Entropy in a casual definition is the tendency of things to progress from order to disorder. There are a variety of specific definitions in different arenas of thought. For example, heat will diffuse from one side of a room to another until the entire room is roughly the same temperature. In thermodynamics then, entropy is the tendency to minimize the variation in heat energy throughout a medium. Other disciplines have their own meaning. In biology entropy might refer to the destruction of complex structures. In cosmology it might be defined to be a part of any process that is irreversible (like matter falling into a black hole). What happens when this natural entropic process is reversed, just slightly?
Unfortunately, the general concept of entropy is not always well defined in a technical sense, but it has captured the imagination of many scientists and natural philosophers.
I am thinking about a region of anti-entropy (or negative-entropy, if you prefer) which is a place where there is a tendency of things to progress from disorder to order. There are many interpretations of what it would mean if we lived in a strongly anti-entropic world, but these interpretations are typically tied to a specific technical concept that ends up being difficult to use in a worldbuilding context.
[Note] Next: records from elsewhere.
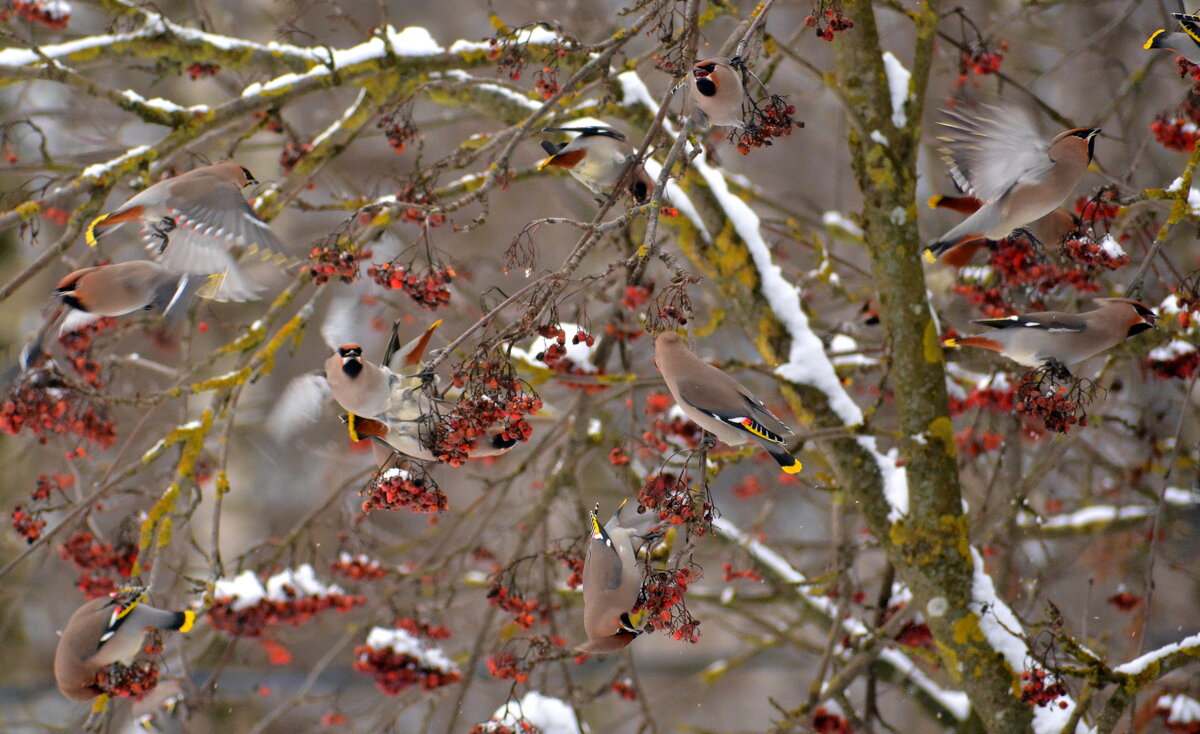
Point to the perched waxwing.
(1051, 337)
(202, 214)
(361, 387)
(715, 89)
(108, 630)
(597, 157)
(1048, 230)
(120, 288)
(997, 156)
(718, 403)
(1186, 43)
(612, 582)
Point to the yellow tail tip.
(90, 234)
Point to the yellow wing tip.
(90, 234)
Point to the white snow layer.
(549, 714)
(403, 643)
(898, 85)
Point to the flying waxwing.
(202, 214)
(108, 630)
(597, 157)
(1048, 230)
(715, 88)
(120, 288)
(1036, 340)
(718, 403)
(997, 156)
(361, 387)
(612, 582)
(1186, 44)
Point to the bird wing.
(735, 405)
(1047, 320)
(601, 543)
(993, 149)
(301, 403)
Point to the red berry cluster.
(327, 263)
(1177, 360)
(675, 503)
(127, 681)
(1039, 690)
(732, 573)
(1059, 405)
(1018, 272)
(51, 13)
(493, 397)
(973, 443)
(505, 666)
(358, 567)
(395, 672)
(295, 611)
(828, 22)
(28, 524)
(430, 288)
(99, 563)
(769, 118)
(664, 603)
(525, 612)
(827, 722)
(399, 128)
(42, 403)
(198, 71)
(400, 489)
(292, 154)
One classic interpretation of anti-entropy under the order/disorder paradigm would be a shattered vase spontaneously reforming itself, or a spilled mug of coffee spontaneously reforming and up-righting itself. If entropy is the spontaneous creation of disorder, then anti-entropy is the spontaneous creation of order. In the cosmology context we can imagine reversing an irreversible process. If you were to reverse the black hole process, you would see matter, energy, or even complex structures like space ships spontaneously generate and fling themselves away from their origin (AKA a "white hole"). Anti-entropic behavior under the thermodynamic concept would be spontaneous concentration of heat energy. These are neat concepts, but they're such strong strong interpretations that they would disrupt our normal understanding of life.
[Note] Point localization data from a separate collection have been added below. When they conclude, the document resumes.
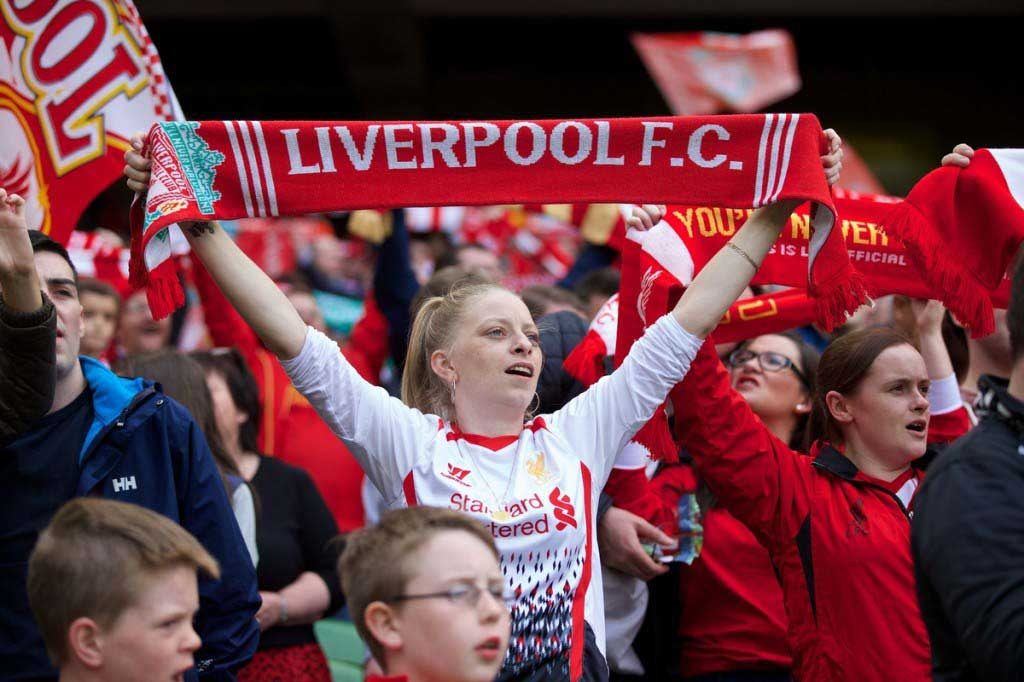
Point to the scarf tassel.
(965, 297)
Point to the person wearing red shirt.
(427, 596)
(837, 523)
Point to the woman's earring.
(531, 410)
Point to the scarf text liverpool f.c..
(236, 169)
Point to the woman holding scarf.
(732, 621)
(837, 522)
(463, 436)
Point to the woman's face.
(227, 415)
(889, 411)
(496, 354)
(772, 394)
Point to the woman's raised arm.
(249, 289)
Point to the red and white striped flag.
(77, 79)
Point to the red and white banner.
(77, 79)
(711, 73)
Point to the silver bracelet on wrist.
(743, 254)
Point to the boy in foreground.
(427, 595)
(114, 589)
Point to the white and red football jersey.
(553, 472)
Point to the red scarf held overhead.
(963, 228)
(233, 169)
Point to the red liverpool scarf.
(235, 169)
(963, 228)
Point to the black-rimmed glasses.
(768, 360)
(467, 595)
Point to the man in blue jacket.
(123, 439)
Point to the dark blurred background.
(901, 80)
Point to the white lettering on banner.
(696, 139)
(296, 167)
(648, 139)
(558, 137)
(124, 483)
(359, 162)
(539, 139)
(491, 135)
(74, 86)
(392, 144)
(412, 145)
(603, 129)
(443, 145)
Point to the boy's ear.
(384, 625)
(85, 643)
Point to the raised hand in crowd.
(253, 294)
(621, 536)
(17, 266)
(28, 328)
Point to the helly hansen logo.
(457, 474)
(124, 483)
(564, 512)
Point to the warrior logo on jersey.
(564, 511)
(538, 469)
(457, 474)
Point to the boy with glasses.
(426, 592)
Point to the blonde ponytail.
(433, 329)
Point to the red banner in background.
(77, 79)
(710, 73)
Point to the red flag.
(709, 73)
(77, 80)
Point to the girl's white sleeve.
(599, 422)
(384, 435)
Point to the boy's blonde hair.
(93, 560)
(376, 564)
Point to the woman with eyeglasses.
(294, 533)
(732, 621)
(464, 435)
(836, 522)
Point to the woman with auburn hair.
(837, 522)
(462, 438)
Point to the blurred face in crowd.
(100, 322)
(448, 639)
(154, 638)
(229, 419)
(305, 304)
(138, 332)
(887, 414)
(496, 353)
(772, 395)
(481, 261)
(58, 281)
(723, 349)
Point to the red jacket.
(841, 545)
(733, 619)
(290, 427)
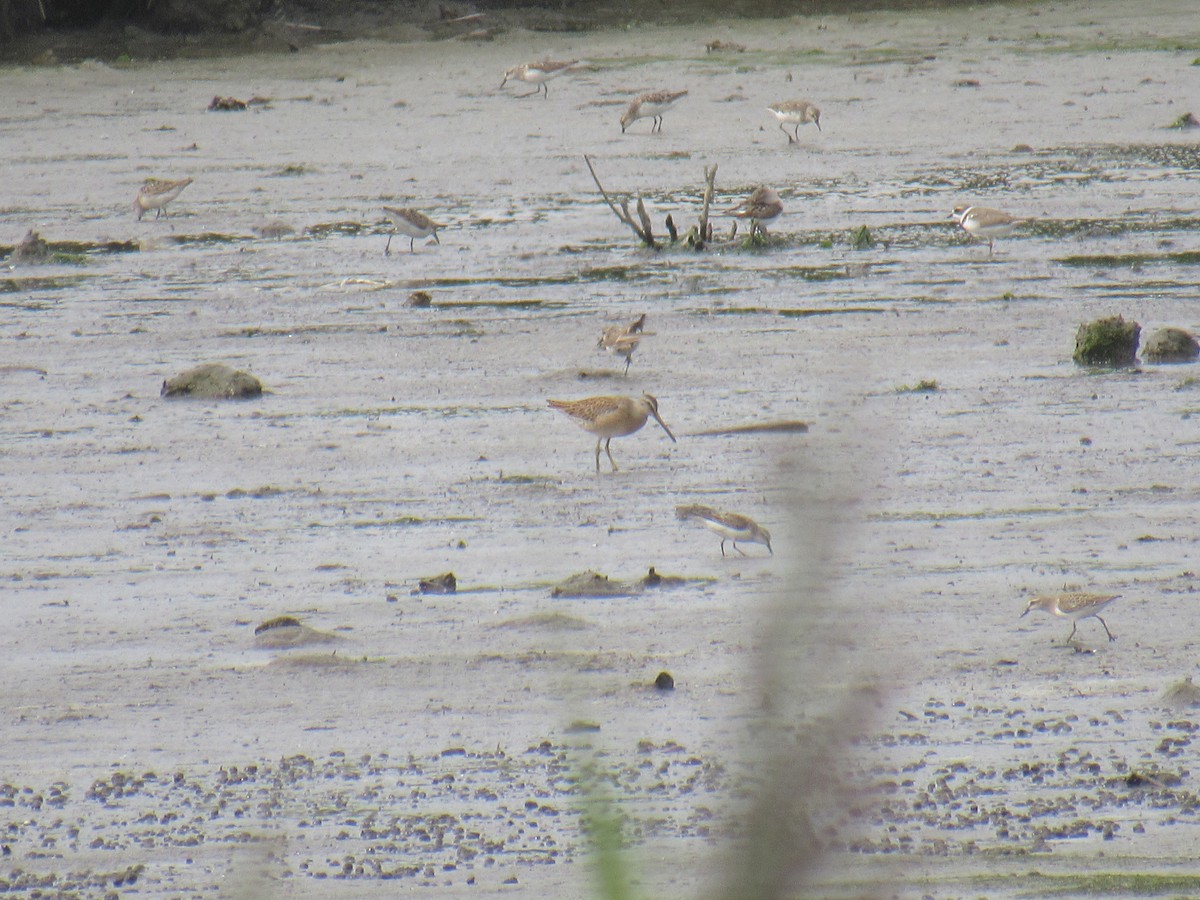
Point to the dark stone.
(1108, 342)
(279, 622)
(1170, 345)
We never expect a broken vase to spontaneously un-shatter itself, and the inhabitants of this anti-entropic field would not either. Nor would they expect light and matter to spontaneously generate, etc. However, there is a minor tendency towards ordering the world rather than disordering. They might count on the fact that cracks in ceramics slowly fix themselves. Refrigerators are a little more efficient because thermal insulation just works a bit better. Dust might tend to clump together in corners. Kicking a pile of gravel would tend to result in a few odd stacks of pebbles.
- What kinds physics would be fudged just a little bit such that our world would look basically the same, but anti-entropic phenomena would occur?
- What kinds of phenomena would be intuitive to an inhabitant of a slightly anti-entropic environment?
- Would any major physical processes necessary for life be majorly affected?
- It might be necessary to say that small-scale local phenomena are allowed to be anti-entropic, but large scale phenomena are required to behave as normal. Could those two things be reconciled?
I'm thinking more qualitatively than hard-science answers, but those are certainly welcome. I'm also not limiting myself to the fields of science I've discussed, those are just the ones I'm more familiar with.